If you don't believe that cheap components can still make a reliable system, read the GFS paper. GFS ends up more fault-tolerant than a bunch of RAID arrays.

In the end, it all boils down to scale. If you have two servers, go ahead and buy the best ones you can. If you have 5 disks, put them in a RAID. If you have thousands however, duplication and replication on cheaper hardware is the way to go. Projects such as Hadoop mean you don't need to roll your own anymore either.
Re:And the Network That Connects These Clusters? by dfj225 · 2008-05-31 16:40 · Score: 2, Interesting

TCP is slow and bulky if dropped packets are a very rare thing. Confirming delivery of every packet results in a lot of wasted communication for the vast majority.

My guess is that they use something else for internal communication. You can always recover from errors at the application level instead of forcing every packet to be confirmed.
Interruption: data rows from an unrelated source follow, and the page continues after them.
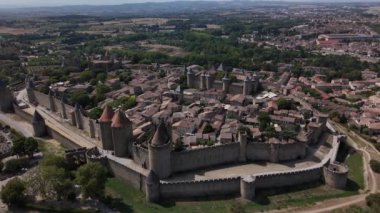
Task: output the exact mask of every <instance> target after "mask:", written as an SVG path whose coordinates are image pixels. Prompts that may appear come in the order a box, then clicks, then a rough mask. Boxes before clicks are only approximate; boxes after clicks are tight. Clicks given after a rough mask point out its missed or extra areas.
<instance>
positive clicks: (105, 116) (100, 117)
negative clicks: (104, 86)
mask: <svg viewBox="0 0 380 213" xmlns="http://www.w3.org/2000/svg"><path fill="white" fill-rule="evenodd" d="M114 114H115V113H114V111H113V110H112V109H111V107H109V106H108V105H106V106H105V107H104V109H103V113H102V115H101V116H100V118H99V122H104V123H105V122H111V121H112V117H113V116H114Z"/></svg>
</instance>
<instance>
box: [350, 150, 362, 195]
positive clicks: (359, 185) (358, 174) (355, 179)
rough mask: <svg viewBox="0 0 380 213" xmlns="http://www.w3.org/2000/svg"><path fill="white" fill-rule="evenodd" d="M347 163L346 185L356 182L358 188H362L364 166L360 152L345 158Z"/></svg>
mask: <svg viewBox="0 0 380 213" xmlns="http://www.w3.org/2000/svg"><path fill="white" fill-rule="evenodd" d="M346 163H347V165H348V167H349V168H350V172H349V173H348V179H349V182H348V186H350V184H353V183H356V184H357V185H358V187H359V188H360V189H364V174H363V173H364V168H363V156H362V155H361V154H360V153H355V154H353V155H350V156H349V157H348V158H347V162H346Z"/></svg>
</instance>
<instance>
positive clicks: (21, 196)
mask: <svg viewBox="0 0 380 213" xmlns="http://www.w3.org/2000/svg"><path fill="white" fill-rule="evenodd" d="M25 190H26V188H25V184H24V182H23V181H21V180H20V179H19V178H17V177H16V178H13V179H12V180H10V181H9V182H8V183H7V184H6V185H5V186H3V188H2V189H1V200H2V201H3V202H4V203H5V204H7V205H8V206H22V205H24V204H25V201H26V195H25Z"/></svg>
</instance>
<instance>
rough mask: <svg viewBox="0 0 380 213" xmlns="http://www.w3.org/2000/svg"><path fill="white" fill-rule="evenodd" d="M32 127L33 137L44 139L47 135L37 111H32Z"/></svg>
mask: <svg viewBox="0 0 380 213" xmlns="http://www.w3.org/2000/svg"><path fill="white" fill-rule="evenodd" d="M32 125H33V130H34V136H35V137H44V136H46V135H47V131H46V125H45V120H44V118H43V117H42V116H41V114H40V113H39V112H38V111H37V110H36V111H34V115H33V119H32Z"/></svg>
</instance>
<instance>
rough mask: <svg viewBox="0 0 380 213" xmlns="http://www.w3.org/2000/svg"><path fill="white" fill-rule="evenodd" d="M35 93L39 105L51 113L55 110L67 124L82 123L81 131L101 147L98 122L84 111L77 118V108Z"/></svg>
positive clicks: (55, 99)
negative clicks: (82, 131)
mask: <svg viewBox="0 0 380 213" xmlns="http://www.w3.org/2000/svg"><path fill="white" fill-rule="evenodd" d="M33 93H34V96H35V98H36V102H37V103H38V104H39V105H41V106H43V107H45V108H47V109H49V110H51V111H53V110H54V111H53V112H54V113H57V114H58V115H59V116H60V117H61V118H62V119H63V121H65V122H68V123H71V124H73V123H72V122H70V121H72V120H75V121H76V122H75V124H78V123H81V124H82V125H81V129H83V130H84V131H85V132H86V134H88V135H89V136H90V137H91V138H94V139H95V140H94V142H95V145H97V146H98V145H100V141H99V140H100V127H99V124H98V123H97V122H96V120H93V119H90V118H88V117H86V116H85V115H84V114H83V112H82V110H80V112H79V115H80V116H79V117H76V115H75V113H74V112H75V111H76V109H75V107H73V106H71V105H69V104H66V103H64V102H62V100H58V99H57V98H56V97H51V96H50V95H46V94H43V93H41V92H38V91H36V90H34V91H33ZM77 115H78V114H77Z"/></svg>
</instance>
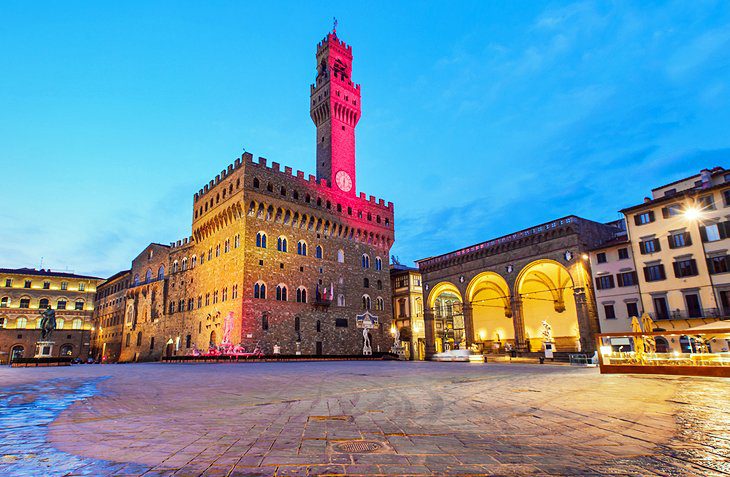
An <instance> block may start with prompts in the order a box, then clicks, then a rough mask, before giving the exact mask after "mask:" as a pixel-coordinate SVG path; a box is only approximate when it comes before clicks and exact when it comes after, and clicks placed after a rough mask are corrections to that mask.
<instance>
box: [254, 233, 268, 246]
mask: <svg viewBox="0 0 730 477" xmlns="http://www.w3.org/2000/svg"><path fill="white" fill-rule="evenodd" d="M256 246H257V247H260V248H266V234H265V233H263V232H259V233H257V234H256Z"/></svg>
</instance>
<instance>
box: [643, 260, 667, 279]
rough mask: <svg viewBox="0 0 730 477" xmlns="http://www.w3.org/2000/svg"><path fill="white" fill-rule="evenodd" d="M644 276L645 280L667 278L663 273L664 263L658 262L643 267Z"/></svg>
mask: <svg viewBox="0 0 730 477" xmlns="http://www.w3.org/2000/svg"><path fill="white" fill-rule="evenodd" d="M644 278H645V279H646V281H647V282H656V281H659V280H664V279H665V278H667V275H666V274H665V273H664V265H662V264H659V265H650V266H648V267H644Z"/></svg>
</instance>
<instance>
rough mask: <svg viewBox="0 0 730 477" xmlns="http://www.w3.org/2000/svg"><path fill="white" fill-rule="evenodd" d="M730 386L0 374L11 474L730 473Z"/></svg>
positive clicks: (175, 475) (237, 375) (719, 379)
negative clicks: (358, 451)
mask: <svg viewBox="0 0 730 477" xmlns="http://www.w3.org/2000/svg"><path fill="white" fill-rule="evenodd" d="M728 391H730V383H729V382H728V381H726V380H721V379H713V378H683V377H647V376H620V375H607V376H603V375H600V374H598V372H597V370H595V369H585V368H571V367H556V366H555V367H554V366H540V365H530V364H506V363H505V364H492V363H490V364H486V365H485V364H470V363H402V362H311V363H259V364H257V365H254V366H250V365H248V366H237V365H235V364H191V365H169V364H166V365H162V364H136V365H104V366H99V365H85V366H73V367H70V368H37V369H33V368H0V475H4V476H5V475H10V476H13V475H48V476H56V475H58V476H65V475H115V476H117V475H118V476H122V475H125V476H126V475H129V476H132V475H134V476H141V475H144V476H163V475H164V476H201V475H205V476H237V475H240V476H243V475H245V476H259V475H260V476H300V475H302V476H312V475H323V476H324V475H352V476H391V475H414V476H416V475H418V476H424V475H449V476H450V475H460V476H467V475H468V476H477V475H485V476H486V475H489V476H493V475H505V476H507V475H509V476H518V477H519V476H535V475H544V476H571V475H575V476H591V475H611V476H614V475H615V476H618V475H622V476H627V475H629V476H634V475H636V476H639V475H641V476H675V475H676V476H679V475H682V476H685V475H687V476H692V475H698V476H713V475H730V458H729V456H730V414H728V411H729V410H730V399H728V398H727V396H728V395H730V393H729V392H728ZM348 441H368V442H374V443H376V444H377V445H378V447H379V448H378V449H377V450H376V451H375V452H372V453H352V452H342V451H341V450H339V447H338V446H339V445H340V444H342V443H345V442H348ZM31 469H35V470H36V471H37V470H39V469H40V470H42V473H40V474H37V473H36V474H33V473H28V472H30V471H31Z"/></svg>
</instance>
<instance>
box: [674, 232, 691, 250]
mask: <svg viewBox="0 0 730 477" xmlns="http://www.w3.org/2000/svg"><path fill="white" fill-rule="evenodd" d="M690 245H692V237H691V236H690V235H689V232H678V233H673V234H670V235H669V248H682V247H688V246H690Z"/></svg>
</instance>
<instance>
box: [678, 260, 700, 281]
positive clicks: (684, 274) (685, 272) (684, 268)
mask: <svg viewBox="0 0 730 477" xmlns="http://www.w3.org/2000/svg"><path fill="white" fill-rule="evenodd" d="M673 265H674V276H675V277H677V278H682V277H693V276H695V275H697V262H696V261H695V259H693V258H690V259H686V260H677V261H676V262H674V263H673Z"/></svg>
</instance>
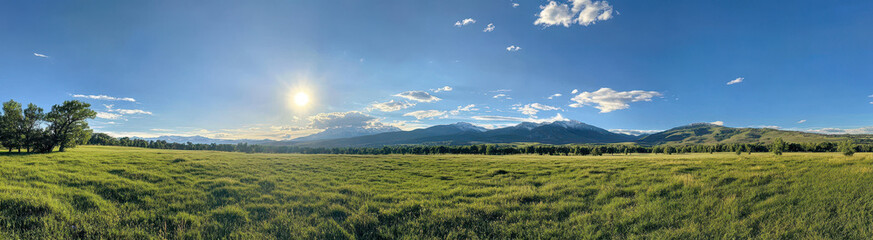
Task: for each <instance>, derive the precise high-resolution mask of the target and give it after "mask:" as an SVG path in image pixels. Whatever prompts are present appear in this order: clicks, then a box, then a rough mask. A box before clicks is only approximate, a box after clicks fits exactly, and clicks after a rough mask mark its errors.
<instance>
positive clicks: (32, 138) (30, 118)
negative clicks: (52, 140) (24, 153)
mask: <svg viewBox="0 0 873 240" xmlns="http://www.w3.org/2000/svg"><path fill="white" fill-rule="evenodd" d="M42 111H43V110H42V108H40V107H37V106H36V105H34V104H33V103H31V104H28V105H27V109H24V120H23V121H22V125H21V129H22V133H23V134H24V147H25V148H27V151H28V152H30V151H31V150H32V149H33V147H34V146H35V145H37V144H38V142H39V140H40V138H42V136H43V135H44V134H45V133H44V132H43V131H42V129H40V128H39V125H40V121H42V120H43V118H45V114H44V113H43V112H42Z"/></svg>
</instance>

TCP is great for general communication over the Internet and not so great for specialized cases where performance is important, like at Google.

--
SIGFAULT
Re:And the Network That Connects These Clusters? by Anonymous Coward · 2008-06-01 02:24 · Score: 1, Interesting

More nonsense. TCP returns incredibly quickly when there are dropped packets. The amount of data for ACKing packets on "perfect" networks is tiny relatively to the volume being pushed. Go look at the documents on TCP performance, if you can get 900+Mbyte/sec on a 10Gig host, you might as well go home for the day with a job well done feeling.

TCP's costs are ones I'm happy to pay any day. Even internally, I really doubt that Google would have implemented their own in-order reliable delivery protocol. They might tweak the stack details a little bit to get a bit more performance, but I really doubt they've implemented GoogleCP instead of TCP.